1.   Een uit hoofde van bijlage XVIII bij de overeenkomst („Beschermde geografische aanduidingen”) beschermde naam mag worden gebruikt door iedere marktdeelnemer die landbouwproducten, levensmiddelen, wijn, gearomatiseerde wijn of gedistilleerde dranken overeenkomstig de desbetreffende specificatie in de handel brengt.

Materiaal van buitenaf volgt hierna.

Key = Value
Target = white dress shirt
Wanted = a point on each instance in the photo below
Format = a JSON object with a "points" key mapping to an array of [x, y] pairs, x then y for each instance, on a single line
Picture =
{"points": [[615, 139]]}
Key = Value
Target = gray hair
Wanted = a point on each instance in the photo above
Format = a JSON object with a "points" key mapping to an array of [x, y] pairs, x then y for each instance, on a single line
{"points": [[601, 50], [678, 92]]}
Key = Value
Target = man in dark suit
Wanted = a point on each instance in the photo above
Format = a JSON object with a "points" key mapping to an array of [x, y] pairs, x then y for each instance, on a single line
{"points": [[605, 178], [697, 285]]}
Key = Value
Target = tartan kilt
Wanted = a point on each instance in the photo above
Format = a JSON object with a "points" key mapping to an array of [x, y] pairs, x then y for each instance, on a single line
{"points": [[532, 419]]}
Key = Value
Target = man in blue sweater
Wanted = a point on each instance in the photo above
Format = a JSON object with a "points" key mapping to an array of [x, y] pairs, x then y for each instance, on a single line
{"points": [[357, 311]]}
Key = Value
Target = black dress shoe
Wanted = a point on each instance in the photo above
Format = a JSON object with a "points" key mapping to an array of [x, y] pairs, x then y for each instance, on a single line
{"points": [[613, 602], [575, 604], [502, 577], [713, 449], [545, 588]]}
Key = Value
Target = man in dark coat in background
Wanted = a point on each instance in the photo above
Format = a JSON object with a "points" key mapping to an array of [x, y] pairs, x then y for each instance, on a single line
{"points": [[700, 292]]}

2.   De lidstaten en instellingen van de Europese Unie handhaven de in artikel 246 van de overeenkomst bedoelde bescherming ook op verzoek van een belanghebbende.

Artikel 6

Artikel 247 bis van Verordening (EEG) nr. 2913/92 van de Raad van 12 oktober 1992 tot vaststelling van het communautair douanewetboek (2) is van toepassing op de vaststelling van de nodige uitvoeringsbepalingen voor de toepassing van de voorschriften in aanhangsel 2A van bijlage II („Definitie van het begrip „producten van oorsprong” en methoden van administratieve samenwerking”) en aanhangsel 2 van bijlage I („Afschaffing van douanerechten”) van de overeenkomst.

Artikel 7

De overeenkomst wordt niet aldus uitgelegd dat daaraan rechten kunnen worden ontleend of dat zij verplichtingen bevat die rechtstreeks voor de rechterlijke instanties van de Unie of van de lidstaten kunnen worden ingeroepen.

Artikel 8

Dit besluit treedt in werking op de dag waarop het wordt vastgesteld.

Gedaan te Luxemburg, 25 juni 2012.

Voor de Raad

De voorzitter

C. ASHTON


(1)   PB L 93 van 31.3.2006, blz. 12.

(2)   PB L 302 van 19.10.1992, blz. 1.